A dirigente ainda citou como exemplo os ‘globais’ que ou foram demitidos ou tiveram seus contratos reduzidos. Entre eles Antônio Fagundes, Osmar Prado, Juliana Paes, Miguel Falabella, entre outros. A lista é grande.
Assim como nos Estados Unidos, a baixa remuneração, que motivou a greve por lá, também é praticada no Brasil. Virginia Berriel desmistificou a ‘ilusão’ de que artista que aprece em televisão ganha bem.
“São poucos os que enriqueceram. O glamour é uma imagem que não condiz com a realidade. Os atuais artistas não têm contratos milionários. Muitos [entre os que tem contrato formal] ganham 10 ou 20 mil reais. Não é um salário grande em razão da exposição e do padrão de vida que são obrigados a manter por conta da profissão”, ela diz. É fato que há uma série de ‘custos’ com a imagem, exigidos pela profissão, que são bancados pelo próprio artista. Por isso não é incomum ver ‘celebridades’ se rendendo a permutas em redes sociais, com marcas famosas, em troca de seus produtos.
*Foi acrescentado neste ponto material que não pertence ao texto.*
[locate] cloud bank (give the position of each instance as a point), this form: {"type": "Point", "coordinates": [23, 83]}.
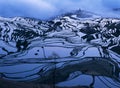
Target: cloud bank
{"type": "Point", "coordinates": [44, 9]}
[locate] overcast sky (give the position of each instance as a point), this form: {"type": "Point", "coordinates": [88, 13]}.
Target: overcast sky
{"type": "Point", "coordinates": [44, 9]}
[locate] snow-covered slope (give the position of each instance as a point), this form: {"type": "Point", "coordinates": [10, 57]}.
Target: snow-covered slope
{"type": "Point", "coordinates": [79, 39]}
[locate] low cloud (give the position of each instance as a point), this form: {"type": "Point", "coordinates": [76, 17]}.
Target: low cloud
{"type": "Point", "coordinates": [44, 9]}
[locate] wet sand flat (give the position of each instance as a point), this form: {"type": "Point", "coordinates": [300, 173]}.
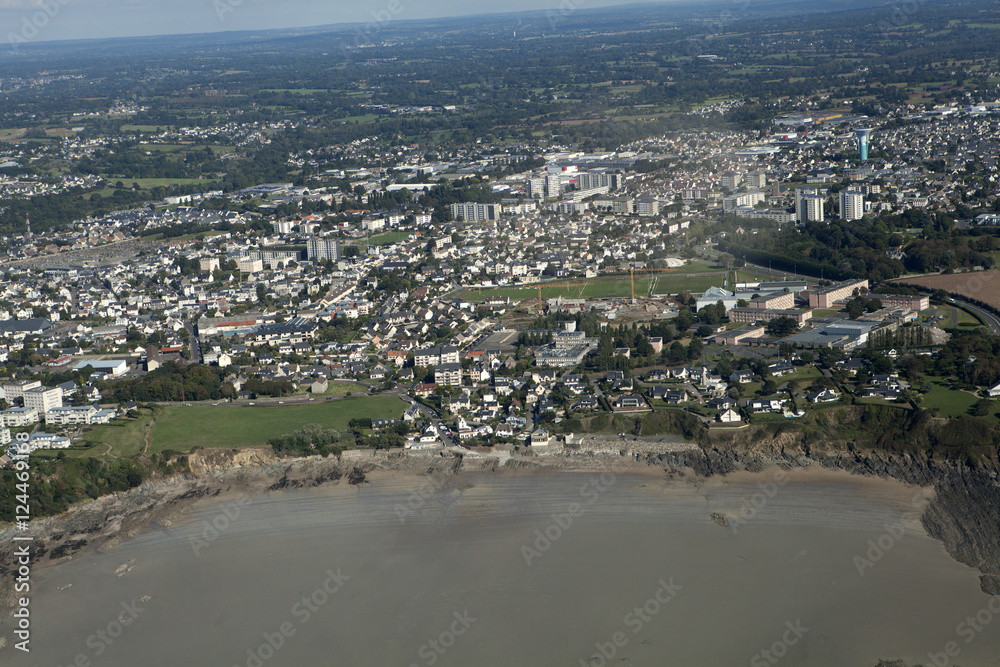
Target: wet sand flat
{"type": "Point", "coordinates": [525, 569]}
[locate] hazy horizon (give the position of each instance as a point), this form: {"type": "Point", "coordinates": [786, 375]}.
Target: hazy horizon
{"type": "Point", "coordinates": [30, 21]}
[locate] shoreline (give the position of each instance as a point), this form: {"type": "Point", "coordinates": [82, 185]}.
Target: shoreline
{"type": "Point", "coordinates": [958, 508]}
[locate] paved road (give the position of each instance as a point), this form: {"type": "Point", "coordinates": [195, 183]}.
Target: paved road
{"type": "Point", "coordinates": [197, 355]}
{"type": "Point", "coordinates": [992, 321]}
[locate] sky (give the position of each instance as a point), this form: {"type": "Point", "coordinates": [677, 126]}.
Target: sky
{"type": "Point", "coordinates": [43, 20]}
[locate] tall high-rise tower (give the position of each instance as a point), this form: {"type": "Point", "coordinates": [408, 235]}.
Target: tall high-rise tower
{"type": "Point", "coordinates": [863, 136]}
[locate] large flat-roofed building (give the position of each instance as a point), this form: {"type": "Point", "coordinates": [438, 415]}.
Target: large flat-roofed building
{"type": "Point", "coordinates": [474, 212]}
{"type": "Point", "coordinates": [852, 205]}
{"type": "Point", "coordinates": [826, 297]}
{"type": "Point", "coordinates": [845, 334]}
{"type": "Point", "coordinates": [43, 399]}
{"type": "Point", "coordinates": [18, 417]}
{"type": "Point", "coordinates": [751, 315]}
{"type": "Point", "coordinates": [588, 180]}
{"type": "Point", "coordinates": [568, 350]}
{"type": "Point", "coordinates": [71, 415]}
{"type": "Point", "coordinates": [435, 356]}
{"type": "Point", "coordinates": [227, 326]}
{"type": "Point", "coordinates": [15, 390]}
{"type": "Point", "coordinates": [912, 301]}
{"type": "Point", "coordinates": [773, 300]}
{"type": "Point", "coordinates": [448, 374]}
{"type": "Point", "coordinates": [736, 336]}
{"type": "Point", "coordinates": [318, 249]}
{"type": "Point", "coordinates": [115, 367]}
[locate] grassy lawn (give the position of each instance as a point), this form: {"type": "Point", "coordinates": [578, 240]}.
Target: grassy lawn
{"type": "Point", "coordinates": [675, 284]}
{"type": "Point", "coordinates": [805, 376]}
{"type": "Point", "coordinates": [593, 288]}
{"type": "Point", "coordinates": [126, 437]}
{"type": "Point", "coordinates": [148, 183]}
{"type": "Point", "coordinates": [337, 389]}
{"type": "Point", "coordinates": [183, 428]}
{"type": "Point", "coordinates": [950, 403]}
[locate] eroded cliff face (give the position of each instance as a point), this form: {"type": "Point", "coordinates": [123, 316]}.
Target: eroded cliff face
{"type": "Point", "coordinates": [964, 513]}
{"type": "Point", "coordinates": [206, 461]}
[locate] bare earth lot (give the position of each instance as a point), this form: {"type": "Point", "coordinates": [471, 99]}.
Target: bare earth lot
{"type": "Point", "coordinates": [981, 285]}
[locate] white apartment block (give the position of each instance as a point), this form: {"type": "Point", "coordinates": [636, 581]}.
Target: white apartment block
{"type": "Point", "coordinates": [43, 399]}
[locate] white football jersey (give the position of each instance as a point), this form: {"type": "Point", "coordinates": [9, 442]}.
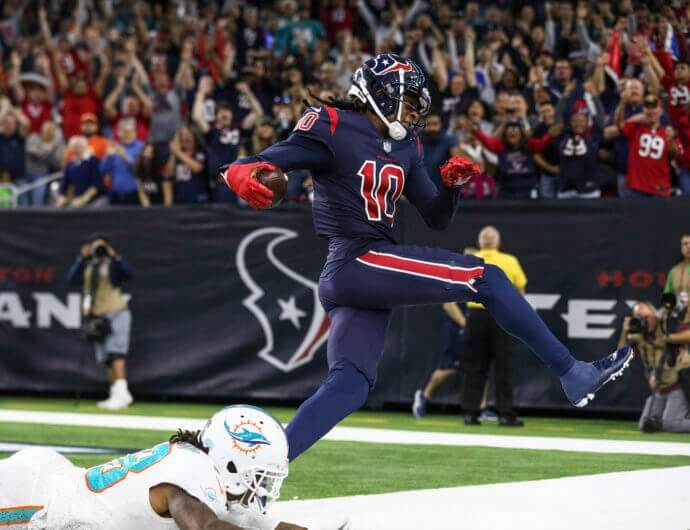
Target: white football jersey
{"type": "Point", "coordinates": [115, 495]}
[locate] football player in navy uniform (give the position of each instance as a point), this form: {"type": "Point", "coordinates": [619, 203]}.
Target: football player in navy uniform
{"type": "Point", "coordinates": [364, 154]}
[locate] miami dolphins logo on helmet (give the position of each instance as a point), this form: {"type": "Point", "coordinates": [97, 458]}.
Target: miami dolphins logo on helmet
{"type": "Point", "coordinates": [246, 436]}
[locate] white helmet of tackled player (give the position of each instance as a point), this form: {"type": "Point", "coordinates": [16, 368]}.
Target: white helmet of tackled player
{"type": "Point", "coordinates": [250, 448]}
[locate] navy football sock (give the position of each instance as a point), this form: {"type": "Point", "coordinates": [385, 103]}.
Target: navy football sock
{"type": "Point", "coordinates": [344, 391]}
{"type": "Point", "coordinates": [514, 314]}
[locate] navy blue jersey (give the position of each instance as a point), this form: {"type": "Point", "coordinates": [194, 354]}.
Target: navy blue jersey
{"type": "Point", "coordinates": [359, 177]}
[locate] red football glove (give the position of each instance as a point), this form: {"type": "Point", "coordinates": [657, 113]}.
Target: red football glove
{"type": "Point", "coordinates": [457, 171]}
{"type": "Point", "coordinates": [240, 178]}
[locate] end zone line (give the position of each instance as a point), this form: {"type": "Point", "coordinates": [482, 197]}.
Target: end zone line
{"type": "Point", "coordinates": [363, 434]}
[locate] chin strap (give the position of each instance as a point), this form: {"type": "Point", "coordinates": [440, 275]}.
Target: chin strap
{"type": "Point", "coordinates": [396, 129]}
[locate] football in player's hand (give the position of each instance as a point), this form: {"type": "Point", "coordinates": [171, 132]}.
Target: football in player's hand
{"type": "Point", "coordinates": [276, 181]}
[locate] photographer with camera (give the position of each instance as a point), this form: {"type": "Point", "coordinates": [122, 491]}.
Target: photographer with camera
{"type": "Point", "coordinates": [662, 339]}
{"type": "Point", "coordinates": [106, 318]}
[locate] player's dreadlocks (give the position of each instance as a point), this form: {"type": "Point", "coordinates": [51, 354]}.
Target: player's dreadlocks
{"type": "Point", "coordinates": [342, 104]}
{"type": "Point", "coordinates": [188, 437]}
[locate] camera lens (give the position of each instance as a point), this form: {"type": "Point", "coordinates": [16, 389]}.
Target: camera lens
{"type": "Point", "coordinates": [100, 251]}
No Brasil, ela reforça, a realidade é de que profissionais estão se submetendo a trabalhos temporários, contratados por produtoras que vendem suas produções para emissoras grandes ou para os serviços de streaming. E essa situação, diz a dirigente, está longe de ser ideal e prover não só uma renda, mas também uma frequência garantida de trabalho.
Mobilização é urgente
“O que os norte-americanos estão fazendo é um exemplo para que os brasileiros façam também. É isso que precisa acontecer no Brasil – que tenha um movimento que se fortaleça, de atores roteiristas e jornalistas, enfim, de todo o segmento artístico e de comunicação. Caso contrário, será sempre isso. As empresas ganham milhões e os artistas ficam mendigando ‘papelzinho’ aqui e ali para sobreviver”, disse.
A falta de mobilização, segundo a dirigente, tem como motivo o receio de muitos artistas reivindicarem seus direitos e acabarem, como se diz nomeio artístico, na geladeira. Ela conta que muitos atores famosos ‘experimentam’ essa condição ao baterem de frente com as emissoras e produtoras.
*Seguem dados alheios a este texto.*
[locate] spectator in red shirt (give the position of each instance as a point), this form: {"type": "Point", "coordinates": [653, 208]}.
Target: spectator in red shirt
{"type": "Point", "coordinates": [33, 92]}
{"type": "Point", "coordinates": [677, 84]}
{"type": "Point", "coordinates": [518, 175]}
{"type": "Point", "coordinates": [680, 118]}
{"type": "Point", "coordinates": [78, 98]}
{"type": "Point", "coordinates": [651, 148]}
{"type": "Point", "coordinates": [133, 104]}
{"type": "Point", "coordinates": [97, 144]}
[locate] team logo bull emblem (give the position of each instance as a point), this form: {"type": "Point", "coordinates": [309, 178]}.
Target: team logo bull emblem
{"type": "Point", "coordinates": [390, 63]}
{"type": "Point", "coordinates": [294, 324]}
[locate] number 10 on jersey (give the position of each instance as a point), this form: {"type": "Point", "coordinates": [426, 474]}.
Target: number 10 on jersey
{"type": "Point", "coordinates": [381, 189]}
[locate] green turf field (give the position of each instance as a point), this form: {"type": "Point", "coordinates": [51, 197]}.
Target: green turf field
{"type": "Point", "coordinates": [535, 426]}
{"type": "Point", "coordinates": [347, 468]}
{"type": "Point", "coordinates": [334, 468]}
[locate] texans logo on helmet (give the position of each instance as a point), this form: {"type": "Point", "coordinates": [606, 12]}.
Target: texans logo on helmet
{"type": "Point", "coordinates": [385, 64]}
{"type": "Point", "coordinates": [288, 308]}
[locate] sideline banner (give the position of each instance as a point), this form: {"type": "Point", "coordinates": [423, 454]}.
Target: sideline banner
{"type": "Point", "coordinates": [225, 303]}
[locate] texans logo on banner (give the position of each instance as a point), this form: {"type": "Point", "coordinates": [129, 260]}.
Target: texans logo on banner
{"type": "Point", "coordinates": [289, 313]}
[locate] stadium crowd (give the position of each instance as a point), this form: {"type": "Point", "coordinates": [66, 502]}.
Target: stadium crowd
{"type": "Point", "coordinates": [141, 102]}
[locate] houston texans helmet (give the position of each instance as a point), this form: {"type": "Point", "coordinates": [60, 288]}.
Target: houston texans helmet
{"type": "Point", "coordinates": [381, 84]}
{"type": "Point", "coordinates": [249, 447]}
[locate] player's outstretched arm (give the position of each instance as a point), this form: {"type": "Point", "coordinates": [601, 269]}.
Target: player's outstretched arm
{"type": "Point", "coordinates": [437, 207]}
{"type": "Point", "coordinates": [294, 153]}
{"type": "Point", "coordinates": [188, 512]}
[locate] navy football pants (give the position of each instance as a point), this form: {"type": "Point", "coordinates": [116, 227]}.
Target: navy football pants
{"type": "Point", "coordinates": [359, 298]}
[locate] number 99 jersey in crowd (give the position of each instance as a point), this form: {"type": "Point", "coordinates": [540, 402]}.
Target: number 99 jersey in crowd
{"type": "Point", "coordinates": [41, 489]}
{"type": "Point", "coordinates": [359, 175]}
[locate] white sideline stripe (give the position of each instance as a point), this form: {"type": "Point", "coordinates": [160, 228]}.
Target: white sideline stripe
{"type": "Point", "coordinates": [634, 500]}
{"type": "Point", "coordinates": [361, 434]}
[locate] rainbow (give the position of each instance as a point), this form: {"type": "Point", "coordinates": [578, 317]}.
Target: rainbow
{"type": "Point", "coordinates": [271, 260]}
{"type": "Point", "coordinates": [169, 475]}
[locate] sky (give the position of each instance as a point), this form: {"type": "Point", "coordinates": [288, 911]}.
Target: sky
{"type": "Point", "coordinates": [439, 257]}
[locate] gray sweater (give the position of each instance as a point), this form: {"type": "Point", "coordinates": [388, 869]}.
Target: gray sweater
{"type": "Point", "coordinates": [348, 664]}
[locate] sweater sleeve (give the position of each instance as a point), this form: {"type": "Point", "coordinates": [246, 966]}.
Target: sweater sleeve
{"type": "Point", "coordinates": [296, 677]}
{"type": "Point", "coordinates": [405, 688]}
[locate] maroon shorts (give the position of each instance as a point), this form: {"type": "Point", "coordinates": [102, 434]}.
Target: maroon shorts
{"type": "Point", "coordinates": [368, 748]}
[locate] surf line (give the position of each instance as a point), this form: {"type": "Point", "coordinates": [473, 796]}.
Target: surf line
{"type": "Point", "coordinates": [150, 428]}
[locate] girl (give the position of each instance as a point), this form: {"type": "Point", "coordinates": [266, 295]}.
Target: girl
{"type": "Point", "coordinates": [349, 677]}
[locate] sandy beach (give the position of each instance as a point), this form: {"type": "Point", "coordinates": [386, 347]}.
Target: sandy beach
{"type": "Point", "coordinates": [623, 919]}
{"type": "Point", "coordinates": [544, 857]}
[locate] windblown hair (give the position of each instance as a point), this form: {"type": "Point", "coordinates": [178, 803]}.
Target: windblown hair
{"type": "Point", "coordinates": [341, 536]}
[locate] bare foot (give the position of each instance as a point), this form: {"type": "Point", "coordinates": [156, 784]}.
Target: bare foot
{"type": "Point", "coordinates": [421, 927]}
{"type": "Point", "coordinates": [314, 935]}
É uma categoria que sabe e tem como se mobilizar. Defende pautas importantes, como meio ambiente, direitos humanos, mas têm medo de protestar em causa própria por causa da ‘geladeira’
Virgínia relembra casos conhecidos como da atriz Vic Militello, atriz de destaque em novelas como Estúpido Cupido e Vereda Tropical, que foi colocada à margem do foco dos holofotes após reivindicar direitos trabalhistas e melhores condições de trabalho na Globo.
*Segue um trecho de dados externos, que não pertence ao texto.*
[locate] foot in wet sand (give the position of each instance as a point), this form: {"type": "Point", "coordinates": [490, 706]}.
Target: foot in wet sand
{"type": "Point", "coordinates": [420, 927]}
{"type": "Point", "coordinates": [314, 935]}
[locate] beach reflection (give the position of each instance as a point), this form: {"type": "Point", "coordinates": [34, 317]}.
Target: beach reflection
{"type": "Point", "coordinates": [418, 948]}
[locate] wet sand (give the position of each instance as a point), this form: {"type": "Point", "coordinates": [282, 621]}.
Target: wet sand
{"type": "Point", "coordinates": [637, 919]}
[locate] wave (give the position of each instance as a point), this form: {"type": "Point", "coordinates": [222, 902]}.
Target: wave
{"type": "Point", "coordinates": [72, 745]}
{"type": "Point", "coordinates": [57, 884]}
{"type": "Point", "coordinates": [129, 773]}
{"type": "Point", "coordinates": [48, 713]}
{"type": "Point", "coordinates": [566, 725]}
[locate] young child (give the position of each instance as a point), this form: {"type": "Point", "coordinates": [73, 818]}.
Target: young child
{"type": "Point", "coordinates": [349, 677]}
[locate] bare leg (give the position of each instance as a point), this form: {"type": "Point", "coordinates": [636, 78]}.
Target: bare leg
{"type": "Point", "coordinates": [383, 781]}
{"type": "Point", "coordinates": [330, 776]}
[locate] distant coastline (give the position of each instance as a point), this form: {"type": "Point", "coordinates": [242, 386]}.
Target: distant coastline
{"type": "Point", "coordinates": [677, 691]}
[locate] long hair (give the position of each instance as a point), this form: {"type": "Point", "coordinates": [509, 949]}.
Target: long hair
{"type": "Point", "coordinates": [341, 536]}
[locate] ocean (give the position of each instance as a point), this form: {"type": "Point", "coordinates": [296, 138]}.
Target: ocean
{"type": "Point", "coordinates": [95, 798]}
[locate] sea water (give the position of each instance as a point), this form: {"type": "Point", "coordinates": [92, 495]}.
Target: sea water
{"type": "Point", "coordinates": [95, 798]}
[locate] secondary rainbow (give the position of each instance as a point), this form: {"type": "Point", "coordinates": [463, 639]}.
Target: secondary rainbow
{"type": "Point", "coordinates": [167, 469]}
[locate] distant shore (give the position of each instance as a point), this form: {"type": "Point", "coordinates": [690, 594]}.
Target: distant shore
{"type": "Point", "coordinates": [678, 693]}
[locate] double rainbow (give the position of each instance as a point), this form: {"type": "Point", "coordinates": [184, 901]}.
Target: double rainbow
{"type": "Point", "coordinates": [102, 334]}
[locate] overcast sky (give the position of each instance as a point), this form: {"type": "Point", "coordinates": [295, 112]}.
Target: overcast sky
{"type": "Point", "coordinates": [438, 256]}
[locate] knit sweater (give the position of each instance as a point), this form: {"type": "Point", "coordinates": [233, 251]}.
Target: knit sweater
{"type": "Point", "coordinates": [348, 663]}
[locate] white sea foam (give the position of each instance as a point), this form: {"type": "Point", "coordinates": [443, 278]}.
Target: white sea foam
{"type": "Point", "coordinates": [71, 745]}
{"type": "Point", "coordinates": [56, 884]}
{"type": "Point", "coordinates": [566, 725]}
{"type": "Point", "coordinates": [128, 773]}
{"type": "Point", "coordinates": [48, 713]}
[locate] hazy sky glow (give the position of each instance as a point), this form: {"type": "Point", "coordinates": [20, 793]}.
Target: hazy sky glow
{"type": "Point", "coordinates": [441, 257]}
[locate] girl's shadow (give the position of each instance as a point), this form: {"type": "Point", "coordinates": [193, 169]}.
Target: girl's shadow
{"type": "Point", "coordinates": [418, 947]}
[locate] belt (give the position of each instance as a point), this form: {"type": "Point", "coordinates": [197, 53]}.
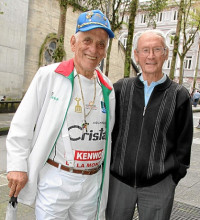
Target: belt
{"type": "Point", "coordinates": [72, 170]}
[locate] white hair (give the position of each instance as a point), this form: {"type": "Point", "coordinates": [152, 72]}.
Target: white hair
{"type": "Point", "coordinates": [154, 31]}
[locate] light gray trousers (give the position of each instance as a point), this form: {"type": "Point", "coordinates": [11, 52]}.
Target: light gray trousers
{"type": "Point", "coordinates": [153, 202]}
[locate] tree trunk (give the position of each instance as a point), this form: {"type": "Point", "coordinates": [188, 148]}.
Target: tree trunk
{"type": "Point", "coordinates": [128, 52]}
{"type": "Point", "coordinates": [176, 40]}
{"type": "Point", "coordinates": [62, 21]}
{"type": "Point", "coordinates": [181, 70]}
{"type": "Point", "coordinates": [108, 57]}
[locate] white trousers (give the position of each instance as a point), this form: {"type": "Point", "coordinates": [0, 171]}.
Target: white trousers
{"type": "Point", "coordinates": [67, 196]}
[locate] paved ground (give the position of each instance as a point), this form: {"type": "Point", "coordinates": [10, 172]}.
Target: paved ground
{"type": "Point", "coordinates": [187, 197]}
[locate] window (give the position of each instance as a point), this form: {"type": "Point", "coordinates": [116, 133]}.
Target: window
{"type": "Point", "coordinates": [188, 62]}
{"type": "Point", "coordinates": [175, 15]}
{"type": "Point", "coordinates": [171, 38]}
{"type": "Point", "coordinates": [48, 54]}
{"type": "Point", "coordinates": [143, 19]}
{"type": "Point", "coordinates": [168, 64]}
{"type": "Point", "coordinates": [124, 41]}
{"type": "Point", "coordinates": [159, 17]}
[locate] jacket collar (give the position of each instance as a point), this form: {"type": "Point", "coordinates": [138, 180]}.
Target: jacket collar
{"type": "Point", "coordinates": [161, 86]}
{"type": "Point", "coordinates": [66, 68]}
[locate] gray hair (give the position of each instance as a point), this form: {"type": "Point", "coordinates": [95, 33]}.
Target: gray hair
{"type": "Point", "coordinates": [154, 31]}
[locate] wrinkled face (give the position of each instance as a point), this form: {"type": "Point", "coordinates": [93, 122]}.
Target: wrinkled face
{"type": "Point", "coordinates": [89, 49]}
{"type": "Point", "coordinates": [151, 53]}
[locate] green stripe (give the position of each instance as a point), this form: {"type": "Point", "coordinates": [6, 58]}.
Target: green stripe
{"type": "Point", "coordinates": [71, 78]}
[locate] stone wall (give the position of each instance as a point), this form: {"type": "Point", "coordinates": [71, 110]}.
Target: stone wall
{"type": "Point", "coordinates": [13, 25]}
{"type": "Point", "coordinates": [43, 19]}
{"type": "Point", "coordinates": [24, 27]}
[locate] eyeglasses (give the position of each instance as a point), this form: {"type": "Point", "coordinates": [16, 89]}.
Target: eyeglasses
{"type": "Point", "coordinates": [157, 51]}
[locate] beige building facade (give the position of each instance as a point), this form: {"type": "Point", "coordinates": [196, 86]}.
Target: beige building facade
{"type": "Point", "coordinates": [38, 20]}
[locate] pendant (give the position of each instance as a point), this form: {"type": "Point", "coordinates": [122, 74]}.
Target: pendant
{"type": "Point", "coordinates": [84, 125]}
Inteligência artificial e streaming
O uso da inteligência artificial capaz de substituir atores famosos por meio de imagens, além de escrever e elaborar textos tem tirado o sono de profissionais do segmento. Há vários casos de uso de imagens de atores que emprestaram essas imagens e elas foram utilizadas sem a devida remuneração.
Em seu canal no Youtube, o crítico de cinema, Pablo Vilaça, explica que é comum estúdios captarem as imagens e traços de um ator, por exemplo, de figuração, e por computador manipular para diversas produções.
Um exemplo do que a inteligência artificial pode fazer circulou como forma de alerta nas redes sociais há alguns dias. No vídeo, um ator explica como pode se passar pelo consagrado Morgan Freeman. Enquanto ele fala e explica o tema, o computador, automaticamente substitui sua imagem e voz. Veja:
Além da “IA”, o streaming, formato de acesso a mídias que tem crescido vertiginosamente nos últimos tempos, reproduz conteúdos sem remunerar adequadamente os profissionais que participaram das obras.
“Essas plataformas ganham milhões aqui no Brasil e lá fora, enquanto os atores e atrizes, a equipe técnica e todos os profissionais que participaram da obra ganham valores ínfimos”, diz Virginia, lembrando que na televisão, e por tempos, o método é o mesmo.
“A atriz Lucélia Santos é um exemplo. Ela fez um grande sucesso com Escrava Isaura. A obra é comercializada até hoje, A Globo ganha milhões e ela um valor muito pequeno. Até hoje ela briga pelos chamados direitos conexos, ou seja, receber pela reexibição da obra”, diz a dirigente.
Toda essa realidade, ela pontua, denuncia a terceirização, precarização e exploração do trabalho de artistas. “E enquanto a classe não se unir como lá fora, não vai mudar. Atores, atrizes, toda a classe tem que ter em mente que são trabalhadores, antes de mais nada”, ela finaliza.